HierarchicalForecast makes it very easy to train and compare different reconciliation methods.

We first need a list of the methods we want to try.

In this case I took the five we discussed above, with the allowed parameters plus an indicator that we want to use non-negative forecasts when possible.

Then we create a HierarchicalReconciliation object and pass the list of reconciliation methods to the reconcilers argument.

Finally, we use the reconcile method to reconcile the forecasts.

This method requires the following arguments:

  • Y_hat_df: the forecasts generated by the forecasting models for each level of the hierarchy in the validation period.
  • Y_df: the predictions for the observations in the training period.
  • S: the summing matrix
  • tags: the mapping of each level of the hierarchy to the original categories.

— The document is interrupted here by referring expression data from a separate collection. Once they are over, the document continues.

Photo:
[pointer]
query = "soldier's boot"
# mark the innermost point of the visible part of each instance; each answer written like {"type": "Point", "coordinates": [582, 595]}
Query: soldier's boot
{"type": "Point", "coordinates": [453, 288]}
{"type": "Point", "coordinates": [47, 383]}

This runs very fast, and it will return a dataframe with the forecasts for each reconciliation method.

unique_id ds HoltWinters HoltWinters/BottomUp HoltWinters/TopDown_method-forecast_proportions HoltWinters/TopDown_method-average_proportions
lacity.org 2019-01-01 00:00:00 1.67954e+06 1.63374e+06 1.67954e+06 1.67954e+06
lacity.org 2019-01-02 00:00:00 1.81115e+06 1.63167e+06 1.81115e+06 1.81115e+06
lacity.org 2019-01-03 00:00:00 1.52177e+06 1.43171e+06 1.52177e+06 1.52177e+06
lacity.org 2019-01-04 00:00:00 1.13103e+06 1.13859e+06 1.13103e+06 1.13103e+06
lacity.org 2019-01-05 00:00:00 943.062 141860 943.062 943.062

I limited the columns here, but there is a column with the forecast of each reconciliation method.

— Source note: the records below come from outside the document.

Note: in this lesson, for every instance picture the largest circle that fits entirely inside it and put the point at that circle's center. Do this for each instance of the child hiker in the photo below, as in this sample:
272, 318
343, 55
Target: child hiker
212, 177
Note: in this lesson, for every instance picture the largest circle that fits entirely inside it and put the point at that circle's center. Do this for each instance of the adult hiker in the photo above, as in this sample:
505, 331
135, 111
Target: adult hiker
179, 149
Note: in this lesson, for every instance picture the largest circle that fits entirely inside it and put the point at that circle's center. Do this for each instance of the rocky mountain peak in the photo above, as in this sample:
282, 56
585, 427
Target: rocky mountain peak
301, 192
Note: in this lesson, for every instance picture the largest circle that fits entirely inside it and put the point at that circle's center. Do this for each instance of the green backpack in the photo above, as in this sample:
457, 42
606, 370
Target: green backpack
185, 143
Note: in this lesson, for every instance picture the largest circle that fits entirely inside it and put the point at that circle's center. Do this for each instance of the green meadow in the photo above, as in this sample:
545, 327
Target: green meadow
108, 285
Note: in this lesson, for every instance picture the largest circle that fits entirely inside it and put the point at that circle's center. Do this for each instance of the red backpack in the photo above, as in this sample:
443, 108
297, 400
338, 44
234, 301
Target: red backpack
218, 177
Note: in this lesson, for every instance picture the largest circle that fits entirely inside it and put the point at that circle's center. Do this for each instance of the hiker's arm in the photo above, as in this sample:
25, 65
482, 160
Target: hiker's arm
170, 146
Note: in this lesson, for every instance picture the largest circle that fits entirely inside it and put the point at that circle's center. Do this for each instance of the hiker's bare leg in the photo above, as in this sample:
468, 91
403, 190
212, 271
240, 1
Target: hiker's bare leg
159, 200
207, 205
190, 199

I merged the forecasts with the actual values to compute the errors.

p_rec_ = p_rec.merge(valid_agg, on=['ds', 'unique_id'], how='left')
p_rec_['y'] = p_rec_['y'].fillna(0)
p_rec_ = p_rec_.reset_index(drop=False)

from sklearn.metrics import mean_squared_error

rmse = dict()
for model_ in p_rec.columns[1:]:
    rmse_ = mean_squared_error(p_rec_['y'].values, p_rec_[model_].values, squared=False)/1e3
    # get only the model name
    model__ = model_.split('/')[-1]
    rmse[model__] = rmse_
pd.DataFrame(rmse, index=['RMSE']).T.sort_values('RMSE')

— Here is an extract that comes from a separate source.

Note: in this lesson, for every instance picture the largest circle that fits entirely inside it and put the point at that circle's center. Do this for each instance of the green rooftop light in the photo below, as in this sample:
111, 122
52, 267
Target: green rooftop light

You can use any metric you want, but I will use the RMSE as an example.

After computing the RMSE for each reconciliation method, I sorted it from the lowest to the highest.

(Values are divided by 1,000 to make it easier to read.)

RMSE
MinTrace_method-mint_shrink_nonnegative-True 210.327
MinTrace_method-wls_var_nonnegative-True 211.071
MinTrace_method-wls_struct_nonnegative-True 211.715
OptimalCombination_method-wls_struct_nonnegative-True 211.715
MinTrace_method-ols_nonnegative-True 215.173

For this dataset, the MinTrace method with the mint_shrink parameter gave us the lowest error.

As always, evaluate more than one metric and use your domain knowledge as a prior to help you select the best reconciliation method.

These are some of the forecasts for a few series:

forecasts for a few series after reconciling with the MinTrace method

In blue we have the actual values, in orange the forecasts from the Base model, which is the Holt-Winters over the raw series and in green the forecasts after reconciling with the selected MinTrace method.